There's no story like it: God among us, but not in any way anyone could ever guess. There is more drama here than in the entire corpus of Shakespeare. Every word of it is charged with power, crackling with drama, brimming with portent. A virgin with child. Travail in a stable. Smelly grubby shepherds running through the night (who's with the sheep?) just to catch a glimpse. And then later, pagan seekers and a treacherous ruler. Could this old, old story ever get stale? To tell it again and again—with thoughtfulness, with care, with attentiveness, with fresh conviction—is no burden. That you get to do it at all is sheer grace.
Here's one practical thing that's helped me. I established a habit of writing down in my journal on Christmas Eve, before bed, a summary of the Advent series I've just completed and a few ideas for the following year. It's all still fresh at that moment, and so the best time to capture my thoughts. How have I told the story this year? What connected? What didn't? Why?

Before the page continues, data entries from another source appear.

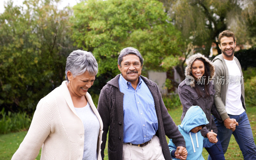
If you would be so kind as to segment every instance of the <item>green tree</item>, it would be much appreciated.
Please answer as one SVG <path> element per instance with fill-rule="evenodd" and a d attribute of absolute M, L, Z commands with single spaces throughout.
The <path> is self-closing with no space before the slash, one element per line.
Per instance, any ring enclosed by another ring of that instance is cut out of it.
<path fill-rule="evenodd" d="M 128 46 L 137 48 L 142 55 L 144 72 L 168 70 L 179 61 L 184 43 L 162 3 L 89 0 L 74 9 L 73 39 L 78 48 L 93 53 L 101 75 L 111 78 L 120 72 L 118 53 Z"/>
<path fill-rule="evenodd" d="M 219 34 L 233 31 L 239 44 L 256 37 L 255 1 L 246 0 L 160 0 L 176 28 L 187 44 L 205 46 L 202 53 L 208 55 L 211 44 Z M 251 34 L 250 34 L 251 33 Z M 251 44 L 253 44 L 253 43 Z"/>
<path fill-rule="evenodd" d="M 31 113 L 38 101 L 59 85 L 73 50 L 70 12 L 59 1 L 9 1 L 0 15 L 0 106 Z"/>

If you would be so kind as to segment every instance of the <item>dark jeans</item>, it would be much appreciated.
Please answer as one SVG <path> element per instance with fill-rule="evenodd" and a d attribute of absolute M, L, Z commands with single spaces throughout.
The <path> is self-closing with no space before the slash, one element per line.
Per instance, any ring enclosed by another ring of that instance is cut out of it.
<path fill-rule="evenodd" d="M 245 111 L 240 115 L 228 114 L 230 118 L 235 119 L 238 123 L 235 131 L 227 129 L 223 123 L 214 121 L 218 128 L 218 135 L 221 143 L 223 152 L 225 154 L 228 146 L 231 135 L 233 134 L 242 151 L 244 159 L 256 159 L 256 146 L 252 136 L 248 117 Z"/>
<path fill-rule="evenodd" d="M 206 150 L 209 154 L 209 157 L 208 159 L 212 159 L 213 160 L 225 160 L 224 154 L 221 147 L 221 144 L 220 141 L 219 136 L 217 136 L 218 141 L 217 143 L 213 145 L 213 146 L 209 148 L 205 148 Z"/>

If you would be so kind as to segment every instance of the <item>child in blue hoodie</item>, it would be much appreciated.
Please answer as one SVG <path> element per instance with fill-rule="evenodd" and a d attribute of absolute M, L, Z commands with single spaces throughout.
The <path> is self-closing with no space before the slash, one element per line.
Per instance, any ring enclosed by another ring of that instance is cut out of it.
<path fill-rule="evenodd" d="M 214 144 L 210 142 L 208 138 L 204 137 L 200 132 L 202 128 L 209 123 L 205 114 L 200 107 L 193 106 L 188 110 L 181 124 L 178 126 L 179 130 L 186 142 L 187 160 L 204 159 L 202 155 L 203 148 L 210 147 Z M 215 140 L 215 143 L 218 141 L 216 136 L 213 136 L 211 138 Z M 185 159 L 175 155 L 177 147 L 172 143 L 172 139 L 170 139 L 168 146 L 173 159 L 179 158 Z"/>

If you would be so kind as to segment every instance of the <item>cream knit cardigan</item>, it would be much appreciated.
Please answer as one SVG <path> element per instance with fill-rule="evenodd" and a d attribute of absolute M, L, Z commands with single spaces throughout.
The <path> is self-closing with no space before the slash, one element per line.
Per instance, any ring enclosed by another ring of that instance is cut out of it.
<path fill-rule="evenodd" d="M 82 159 L 84 125 L 76 112 L 66 82 L 38 102 L 28 133 L 12 160 L 34 160 L 41 147 L 42 160 Z M 85 96 L 100 122 L 97 152 L 98 159 L 101 160 L 102 120 L 88 92 Z"/>

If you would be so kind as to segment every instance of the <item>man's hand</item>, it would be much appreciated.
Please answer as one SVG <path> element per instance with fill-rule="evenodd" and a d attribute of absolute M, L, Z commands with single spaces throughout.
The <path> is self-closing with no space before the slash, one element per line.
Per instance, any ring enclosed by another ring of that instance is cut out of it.
<path fill-rule="evenodd" d="M 238 122 L 235 119 L 228 118 L 224 120 L 224 125 L 228 129 L 234 132 L 236 130 L 236 126 L 238 125 Z"/>
<path fill-rule="evenodd" d="M 186 148 L 182 146 L 178 146 L 174 153 L 175 158 L 182 160 L 186 160 L 188 156 Z"/>
<path fill-rule="evenodd" d="M 217 134 L 213 132 L 212 130 L 206 134 L 206 136 L 209 140 L 209 141 L 212 143 L 216 143 L 218 141 L 216 137 Z"/>

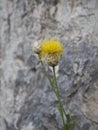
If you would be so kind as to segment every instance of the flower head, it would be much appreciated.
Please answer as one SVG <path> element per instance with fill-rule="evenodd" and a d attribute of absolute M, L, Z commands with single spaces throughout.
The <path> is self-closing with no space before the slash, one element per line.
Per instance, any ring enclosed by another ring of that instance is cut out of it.
<path fill-rule="evenodd" d="M 48 40 L 40 45 L 40 56 L 50 66 L 56 66 L 61 59 L 64 49 L 59 41 Z"/>
<path fill-rule="evenodd" d="M 40 49 L 42 53 L 48 53 L 48 54 L 53 54 L 53 53 L 61 54 L 64 51 L 62 44 L 59 41 L 54 41 L 54 40 L 44 41 L 41 44 Z"/>

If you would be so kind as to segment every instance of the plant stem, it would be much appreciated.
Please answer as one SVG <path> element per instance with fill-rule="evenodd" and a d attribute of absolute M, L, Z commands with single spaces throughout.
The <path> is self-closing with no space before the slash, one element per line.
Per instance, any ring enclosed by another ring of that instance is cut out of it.
<path fill-rule="evenodd" d="M 60 115 L 62 118 L 63 125 L 65 127 L 64 114 L 63 114 L 64 108 L 63 108 L 63 105 L 61 102 L 60 91 L 59 91 L 59 87 L 58 87 L 58 83 L 57 83 L 57 79 L 56 79 L 55 67 L 53 67 L 53 75 L 54 75 L 54 83 L 55 83 L 55 93 L 56 93 L 56 96 L 57 96 L 57 99 L 59 102 L 59 112 L 60 112 Z"/>

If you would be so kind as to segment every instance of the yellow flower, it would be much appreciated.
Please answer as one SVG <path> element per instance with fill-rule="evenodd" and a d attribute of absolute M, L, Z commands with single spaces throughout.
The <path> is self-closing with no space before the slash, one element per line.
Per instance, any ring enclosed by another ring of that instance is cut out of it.
<path fill-rule="evenodd" d="M 50 66 L 56 66 L 61 59 L 64 49 L 59 41 L 48 40 L 40 45 L 40 56 Z"/>

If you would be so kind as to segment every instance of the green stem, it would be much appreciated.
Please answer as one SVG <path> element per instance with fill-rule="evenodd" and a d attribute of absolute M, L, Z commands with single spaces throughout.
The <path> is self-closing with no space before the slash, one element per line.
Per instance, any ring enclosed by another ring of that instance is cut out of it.
<path fill-rule="evenodd" d="M 54 83 L 55 83 L 55 93 L 59 102 L 59 112 L 62 118 L 62 122 L 63 122 L 63 126 L 65 127 L 65 121 L 64 121 L 64 108 L 61 102 L 61 96 L 60 96 L 60 91 L 59 91 L 59 87 L 58 87 L 58 83 L 57 83 L 57 79 L 56 79 L 56 73 L 55 73 L 55 67 L 53 67 L 53 74 L 54 74 Z"/>

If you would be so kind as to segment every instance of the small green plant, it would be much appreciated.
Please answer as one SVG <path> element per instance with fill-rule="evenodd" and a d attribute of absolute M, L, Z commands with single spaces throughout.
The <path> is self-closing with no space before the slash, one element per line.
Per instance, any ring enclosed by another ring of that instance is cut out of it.
<path fill-rule="evenodd" d="M 57 108 L 62 119 L 64 130 L 74 130 L 75 123 L 71 122 L 70 114 L 65 112 L 64 106 L 61 102 L 61 95 L 60 95 L 59 86 L 56 78 L 56 72 L 55 72 L 55 66 L 60 61 L 61 55 L 64 52 L 62 44 L 59 41 L 48 40 L 40 44 L 39 48 L 38 47 L 35 48 L 34 51 L 38 54 L 43 72 L 48 78 L 53 88 L 53 91 L 58 99 Z M 43 61 L 46 61 L 47 64 L 52 67 L 53 78 L 51 78 L 49 72 L 46 71 Z"/>

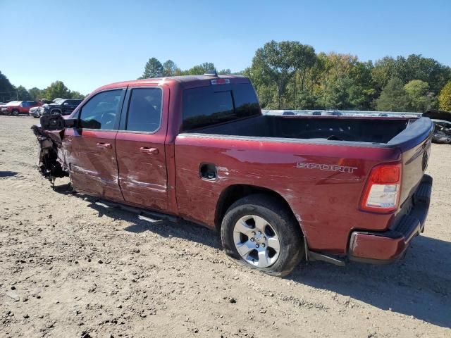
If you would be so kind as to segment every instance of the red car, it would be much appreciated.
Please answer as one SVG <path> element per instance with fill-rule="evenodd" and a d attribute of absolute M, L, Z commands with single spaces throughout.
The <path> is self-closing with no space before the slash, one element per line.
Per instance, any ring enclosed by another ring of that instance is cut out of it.
<path fill-rule="evenodd" d="M 123 82 L 41 118 L 40 170 L 142 219 L 194 221 L 273 275 L 299 260 L 389 263 L 424 230 L 430 119 L 261 113 L 242 76 Z"/>
<path fill-rule="evenodd" d="M 30 108 L 39 107 L 40 102 L 34 101 L 11 101 L 1 106 L 1 113 L 4 115 L 17 115 L 27 114 Z"/>

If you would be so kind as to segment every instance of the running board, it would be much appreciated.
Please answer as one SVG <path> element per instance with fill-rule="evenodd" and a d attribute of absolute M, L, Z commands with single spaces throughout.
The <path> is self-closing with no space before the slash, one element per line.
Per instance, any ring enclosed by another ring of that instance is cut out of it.
<path fill-rule="evenodd" d="M 319 254 L 318 252 L 308 251 L 308 258 L 309 261 L 323 261 L 324 262 L 330 263 L 332 264 L 335 264 L 338 266 L 345 266 L 345 261 L 331 257 L 330 256 L 326 256 L 323 254 Z"/>
<path fill-rule="evenodd" d="M 132 206 L 125 206 L 118 203 L 110 202 L 99 200 L 94 202 L 94 204 L 101 206 L 103 208 L 119 208 L 125 211 L 128 211 L 132 213 L 135 213 L 140 220 L 145 220 L 146 222 L 151 223 L 152 224 L 158 224 L 165 220 L 169 222 L 177 223 L 178 218 L 173 216 L 171 215 L 166 215 L 165 213 L 158 213 L 156 211 L 149 211 L 140 208 L 135 208 Z"/>

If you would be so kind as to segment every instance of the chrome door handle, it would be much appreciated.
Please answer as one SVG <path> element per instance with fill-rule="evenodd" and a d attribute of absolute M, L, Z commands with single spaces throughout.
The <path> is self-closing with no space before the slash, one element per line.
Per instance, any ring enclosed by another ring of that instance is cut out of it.
<path fill-rule="evenodd" d="M 156 148 L 148 148 L 147 146 L 142 146 L 140 148 L 140 151 L 149 154 L 151 155 L 156 155 L 159 152 Z"/>
<path fill-rule="evenodd" d="M 103 142 L 97 142 L 97 148 L 106 148 L 107 149 L 111 149 L 111 143 L 103 143 Z"/>

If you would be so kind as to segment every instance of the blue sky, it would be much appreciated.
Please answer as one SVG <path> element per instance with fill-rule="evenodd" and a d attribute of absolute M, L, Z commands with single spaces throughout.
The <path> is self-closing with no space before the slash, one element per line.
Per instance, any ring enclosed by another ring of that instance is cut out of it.
<path fill-rule="evenodd" d="M 421 54 L 451 65 L 451 1 L 0 0 L 0 70 L 87 94 L 146 61 L 243 70 L 271 39 L 361 60 Z"/>

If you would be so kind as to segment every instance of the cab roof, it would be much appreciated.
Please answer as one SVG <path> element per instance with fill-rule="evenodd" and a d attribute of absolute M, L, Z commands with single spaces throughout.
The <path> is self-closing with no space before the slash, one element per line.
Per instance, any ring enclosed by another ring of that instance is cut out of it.
<path fill-rule="evenodd" d="M 114 88 L 122 88 L 127 86 L 142 85 L 145 84 L 185 84 L 204 85 L 214 79 L 237 79 L 239 80 L 246 80 L 249 81 L 247 77 L 242 75 L 224 75 L 218 76 L 211 75 L 183 75 L 183 76 L 169 76 L 166 77 L 154 77 L 152 79 L 132 80 L 130 81 L 122 81 L 120 82 L 114 82 L 105 86 L 102 86 L 97 89 L 93 92 L 97 92 L 104 89 L 111 89 Z M 240 81 L 241 82 L 241 81 Z M 185 86 L 184 86 L 185 87 Z"/>

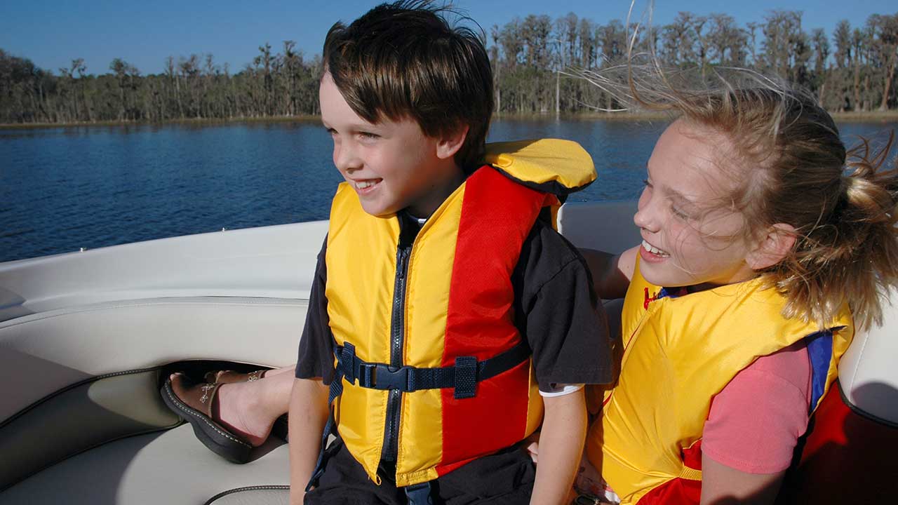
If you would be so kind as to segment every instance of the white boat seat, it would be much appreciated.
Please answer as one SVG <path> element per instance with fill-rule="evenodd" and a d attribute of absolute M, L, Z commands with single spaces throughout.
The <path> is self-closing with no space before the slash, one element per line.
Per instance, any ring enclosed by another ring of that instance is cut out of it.
<path fill-rule="evenodd" d="M 898 289 L 891 293 L 898 302 Z M 860 330 L 839 363 L 839 382 L 855 409 L 898 427 L 898 307 L 884 307 L 882 326 Z"/>
<path fill-rule="evenodd" d="M 254 449 L 249 463 L 234 465 L 183 424 L 70 457 L 3 492 L 0 503 L 286 505 L 288 485 L 287 446 L 276 438 Z"/>

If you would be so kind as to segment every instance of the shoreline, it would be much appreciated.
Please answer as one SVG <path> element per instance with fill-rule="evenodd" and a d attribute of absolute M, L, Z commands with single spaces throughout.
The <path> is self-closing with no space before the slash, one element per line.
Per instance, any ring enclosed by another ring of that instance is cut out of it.
<path fill-rule="evenodd" d="M 832 119 L 841 122 L 890 122 L 898 121 L 898 110 L 893 111 L 847 111 L 830 112 Z M 168 125 L 194 125 L 194 126 L 216 126 L 232 124 L 262 124 L 262 123 L 308 123 L 317 122 L 321 116 L 303 115 L 303 116 L 274 116 L 268 118 L 228 118 L 228 119 L 206 119 L 195 118 L 186 120 L 169 120 L 165 121 L 132 121 L 132 120 L 107 120 L 107 121 L 75 121 L 66 123 L 0 123 L 0 129 L 43 129 L 54 128 L 81 128 L 81 127 L 127 127 L 127 126 L 168 126 Z M 664 112 L 503 112 L 493 115 L 497 120 L 553 120 L 562 119 L 565 120 L 613 120 L 613 121 L 641 121 L 654 120 L 669 120 L 671 116 Z"/>

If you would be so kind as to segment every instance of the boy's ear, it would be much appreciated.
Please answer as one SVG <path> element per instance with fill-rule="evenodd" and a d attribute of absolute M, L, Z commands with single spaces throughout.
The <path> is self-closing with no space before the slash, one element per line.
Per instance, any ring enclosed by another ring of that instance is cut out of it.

How might I tell the story next year? I'm like an actor going over my 38th performance as Hamlet, thinking how I said "To be or not to be" this night, and how I might say the exact same thing in an entirely different way tomorrow night.
One year I told the story by exploring the four Nativity songs in Luke—Mary's, Zechariah's, the Heavenly Host’s, Simeon's. Then on Christmas Eve I concluded with a meditation on the classic carol, What Child is This? As I reflected on that series, Isaiah 9 came to mind. I glimpsed a loose connection between Luke's four songs about the Christ Child and Isaiah's four titles for that Child: Wonderful Counsellor, Mighty God, Everlasting Father, Prince of Peace. That became the foundation for the next year's Advent series.
Over the years, have I ever repeated myself? All the time. But no one ever seems to mind. Good stories are like that: we simply can't get enough of them. Play it again.